Estrutura de governo

O candidato é contra a reeleição e favorável à implementação do parlamentarismo ou semipresidencialismo. “Tem que ter um primeiro-ministro chancelado pelo Congresso, que hoje já tem muito peso. Vivemos um parlamentarismo de fato. É um parlamentarismo de fato, mas não de direito”, explicou Cury.

Na sua proposta, o governo teria apenas oito ministérios, com fortalecimento de secretarias executivas para descentralizar funções.

Segurança pública

Cury propõe criar uma corporação de segurança chamada “Foco” dedicada a trabalho preventivo. A força teria 400 mil profissionais, equivalentes a 5% da força de trabalho dos municípios brasileiros.

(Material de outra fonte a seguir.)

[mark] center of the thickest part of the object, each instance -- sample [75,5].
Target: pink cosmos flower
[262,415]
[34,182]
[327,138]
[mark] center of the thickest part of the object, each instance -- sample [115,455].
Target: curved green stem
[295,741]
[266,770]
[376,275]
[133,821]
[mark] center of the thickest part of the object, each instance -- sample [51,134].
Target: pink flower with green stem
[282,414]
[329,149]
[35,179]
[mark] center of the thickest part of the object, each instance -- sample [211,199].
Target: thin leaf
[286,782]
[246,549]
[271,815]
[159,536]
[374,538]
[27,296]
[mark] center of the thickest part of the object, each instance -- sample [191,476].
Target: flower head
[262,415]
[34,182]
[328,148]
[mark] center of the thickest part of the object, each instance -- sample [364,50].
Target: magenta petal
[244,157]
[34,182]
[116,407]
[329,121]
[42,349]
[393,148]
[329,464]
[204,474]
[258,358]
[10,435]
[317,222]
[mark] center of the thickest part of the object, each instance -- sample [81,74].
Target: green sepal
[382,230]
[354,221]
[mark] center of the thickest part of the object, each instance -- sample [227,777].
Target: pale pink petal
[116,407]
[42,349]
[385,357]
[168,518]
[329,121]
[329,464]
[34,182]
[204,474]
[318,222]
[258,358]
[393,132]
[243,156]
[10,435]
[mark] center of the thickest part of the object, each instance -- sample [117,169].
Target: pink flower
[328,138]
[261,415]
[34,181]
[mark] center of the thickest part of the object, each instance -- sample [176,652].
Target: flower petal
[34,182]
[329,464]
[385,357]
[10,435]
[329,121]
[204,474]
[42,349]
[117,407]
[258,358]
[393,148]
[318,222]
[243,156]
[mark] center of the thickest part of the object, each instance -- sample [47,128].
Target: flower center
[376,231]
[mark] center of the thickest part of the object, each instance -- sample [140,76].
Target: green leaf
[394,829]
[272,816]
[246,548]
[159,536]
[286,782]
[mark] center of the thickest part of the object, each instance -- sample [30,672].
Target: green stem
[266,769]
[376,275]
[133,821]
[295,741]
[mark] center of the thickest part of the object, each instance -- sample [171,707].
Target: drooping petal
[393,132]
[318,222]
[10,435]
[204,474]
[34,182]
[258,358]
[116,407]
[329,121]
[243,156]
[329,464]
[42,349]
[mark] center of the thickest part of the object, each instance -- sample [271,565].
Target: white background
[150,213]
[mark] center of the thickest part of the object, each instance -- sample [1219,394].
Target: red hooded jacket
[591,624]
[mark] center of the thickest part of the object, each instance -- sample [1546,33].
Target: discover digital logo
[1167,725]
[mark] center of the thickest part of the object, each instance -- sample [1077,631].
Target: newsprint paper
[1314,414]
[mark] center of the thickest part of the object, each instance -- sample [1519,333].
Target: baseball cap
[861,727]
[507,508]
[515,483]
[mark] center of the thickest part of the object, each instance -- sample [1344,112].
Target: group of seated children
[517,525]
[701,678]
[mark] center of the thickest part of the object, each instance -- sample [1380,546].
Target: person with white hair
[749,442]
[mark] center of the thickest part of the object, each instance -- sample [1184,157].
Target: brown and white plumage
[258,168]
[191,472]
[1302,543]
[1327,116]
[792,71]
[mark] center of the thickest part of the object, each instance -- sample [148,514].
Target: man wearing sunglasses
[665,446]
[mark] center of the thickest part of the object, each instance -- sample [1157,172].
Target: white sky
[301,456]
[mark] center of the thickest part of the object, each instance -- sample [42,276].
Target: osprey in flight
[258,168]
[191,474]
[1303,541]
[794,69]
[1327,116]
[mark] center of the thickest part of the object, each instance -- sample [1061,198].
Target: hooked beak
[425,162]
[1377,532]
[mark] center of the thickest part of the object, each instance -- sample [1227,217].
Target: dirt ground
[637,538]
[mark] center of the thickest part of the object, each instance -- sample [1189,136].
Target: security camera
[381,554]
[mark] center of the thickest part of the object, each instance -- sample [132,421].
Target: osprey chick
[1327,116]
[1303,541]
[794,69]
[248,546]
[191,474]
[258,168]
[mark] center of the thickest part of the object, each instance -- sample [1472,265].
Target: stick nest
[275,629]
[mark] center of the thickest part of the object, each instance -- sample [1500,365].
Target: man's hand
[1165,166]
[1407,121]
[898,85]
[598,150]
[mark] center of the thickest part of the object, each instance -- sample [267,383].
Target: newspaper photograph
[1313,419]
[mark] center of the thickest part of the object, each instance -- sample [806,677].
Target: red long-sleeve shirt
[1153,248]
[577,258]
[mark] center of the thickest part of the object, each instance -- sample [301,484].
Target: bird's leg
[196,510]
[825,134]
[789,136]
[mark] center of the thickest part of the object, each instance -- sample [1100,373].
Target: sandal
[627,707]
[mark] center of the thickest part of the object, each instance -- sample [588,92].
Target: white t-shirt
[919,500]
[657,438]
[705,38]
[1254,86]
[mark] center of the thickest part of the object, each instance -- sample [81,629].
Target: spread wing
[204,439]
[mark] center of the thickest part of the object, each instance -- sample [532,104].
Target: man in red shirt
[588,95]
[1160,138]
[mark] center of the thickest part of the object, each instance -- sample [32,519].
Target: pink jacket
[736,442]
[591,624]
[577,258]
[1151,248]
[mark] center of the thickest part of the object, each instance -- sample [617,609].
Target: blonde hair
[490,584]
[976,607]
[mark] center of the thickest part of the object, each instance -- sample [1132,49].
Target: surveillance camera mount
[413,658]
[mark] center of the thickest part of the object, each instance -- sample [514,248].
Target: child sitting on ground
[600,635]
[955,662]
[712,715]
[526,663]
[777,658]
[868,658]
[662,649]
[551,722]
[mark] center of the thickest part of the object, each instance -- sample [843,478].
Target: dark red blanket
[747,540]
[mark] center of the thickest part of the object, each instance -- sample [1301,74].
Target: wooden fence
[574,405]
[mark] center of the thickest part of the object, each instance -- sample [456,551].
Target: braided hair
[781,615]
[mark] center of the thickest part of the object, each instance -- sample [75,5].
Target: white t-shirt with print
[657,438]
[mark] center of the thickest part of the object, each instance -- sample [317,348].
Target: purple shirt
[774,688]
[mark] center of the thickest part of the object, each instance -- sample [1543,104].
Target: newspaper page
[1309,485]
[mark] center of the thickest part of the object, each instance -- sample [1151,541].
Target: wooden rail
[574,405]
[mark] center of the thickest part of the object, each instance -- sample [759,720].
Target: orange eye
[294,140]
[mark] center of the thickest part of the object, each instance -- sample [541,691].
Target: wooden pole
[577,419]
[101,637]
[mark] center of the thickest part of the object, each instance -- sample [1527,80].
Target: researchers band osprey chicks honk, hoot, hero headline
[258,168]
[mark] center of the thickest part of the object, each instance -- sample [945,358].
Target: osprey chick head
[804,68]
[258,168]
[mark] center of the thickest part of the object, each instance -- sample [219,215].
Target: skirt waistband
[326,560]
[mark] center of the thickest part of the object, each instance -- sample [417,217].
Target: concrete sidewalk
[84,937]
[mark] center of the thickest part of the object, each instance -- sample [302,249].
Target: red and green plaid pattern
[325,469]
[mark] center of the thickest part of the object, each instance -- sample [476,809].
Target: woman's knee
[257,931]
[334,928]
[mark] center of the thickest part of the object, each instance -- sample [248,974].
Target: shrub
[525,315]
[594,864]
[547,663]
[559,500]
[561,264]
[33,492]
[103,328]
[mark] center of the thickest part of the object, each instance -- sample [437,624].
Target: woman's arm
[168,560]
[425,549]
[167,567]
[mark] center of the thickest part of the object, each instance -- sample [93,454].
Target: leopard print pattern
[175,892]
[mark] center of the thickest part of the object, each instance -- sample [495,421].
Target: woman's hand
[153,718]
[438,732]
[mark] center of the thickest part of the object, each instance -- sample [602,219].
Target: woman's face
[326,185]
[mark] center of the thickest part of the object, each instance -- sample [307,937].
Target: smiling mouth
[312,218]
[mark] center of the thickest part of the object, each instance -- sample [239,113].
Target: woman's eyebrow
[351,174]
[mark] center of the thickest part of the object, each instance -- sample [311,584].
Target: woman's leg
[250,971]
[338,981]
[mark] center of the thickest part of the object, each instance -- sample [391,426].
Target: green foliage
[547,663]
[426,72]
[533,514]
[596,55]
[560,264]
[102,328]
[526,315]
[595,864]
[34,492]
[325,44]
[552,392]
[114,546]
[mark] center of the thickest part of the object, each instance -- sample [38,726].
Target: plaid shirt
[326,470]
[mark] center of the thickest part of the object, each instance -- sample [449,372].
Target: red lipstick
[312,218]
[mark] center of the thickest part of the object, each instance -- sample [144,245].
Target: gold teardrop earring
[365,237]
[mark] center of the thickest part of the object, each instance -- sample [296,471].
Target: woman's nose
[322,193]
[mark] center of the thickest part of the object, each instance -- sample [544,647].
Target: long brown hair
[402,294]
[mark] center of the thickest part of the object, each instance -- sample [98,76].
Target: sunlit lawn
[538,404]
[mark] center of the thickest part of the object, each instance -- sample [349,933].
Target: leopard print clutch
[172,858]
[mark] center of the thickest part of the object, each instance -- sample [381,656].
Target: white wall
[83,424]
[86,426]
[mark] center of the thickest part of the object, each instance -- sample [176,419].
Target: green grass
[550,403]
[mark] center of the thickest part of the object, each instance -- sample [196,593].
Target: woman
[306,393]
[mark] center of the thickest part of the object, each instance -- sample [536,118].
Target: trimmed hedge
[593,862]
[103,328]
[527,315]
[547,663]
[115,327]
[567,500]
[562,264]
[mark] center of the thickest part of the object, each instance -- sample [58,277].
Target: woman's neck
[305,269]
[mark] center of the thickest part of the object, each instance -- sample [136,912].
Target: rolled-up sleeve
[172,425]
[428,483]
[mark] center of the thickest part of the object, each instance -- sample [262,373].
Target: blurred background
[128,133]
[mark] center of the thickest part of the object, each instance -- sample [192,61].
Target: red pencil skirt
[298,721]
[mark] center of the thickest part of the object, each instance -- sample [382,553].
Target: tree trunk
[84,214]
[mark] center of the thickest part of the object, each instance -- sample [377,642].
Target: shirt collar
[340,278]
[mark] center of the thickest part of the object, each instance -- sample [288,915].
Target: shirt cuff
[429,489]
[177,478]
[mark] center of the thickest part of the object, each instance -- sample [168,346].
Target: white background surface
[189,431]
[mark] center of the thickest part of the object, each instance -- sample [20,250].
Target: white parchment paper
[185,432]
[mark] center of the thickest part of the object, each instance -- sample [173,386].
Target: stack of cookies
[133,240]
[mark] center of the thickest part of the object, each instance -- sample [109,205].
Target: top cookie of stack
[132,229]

O candidato defende integração das polícias do país com tecnologias como reconhecimento facial, material genético e sistema de informações compartilhado para ampliar efetividade.

Cury é contra armar a população, com possível exceção em áreas de maior vulnerabilidade, como zonas agrícolas. Ele apoia a instalação de câmeras nas fardas policiais como forma de proteger os 98% de profissionais honestos.

O candidato mostrou-se favorável à PEC da Segurança, medida do governo Lula em votação no Senado.

A série de sabatinas reuniu também Romeu Zema (Novo), Ronaldo Caiado (PSD) e Renan Santos (Missão). O presidente Luiz Inácio Lula da Silva (PT) e o senador Flávio Bolsonaro (PL) foram convidados, mas não confirmaram presença.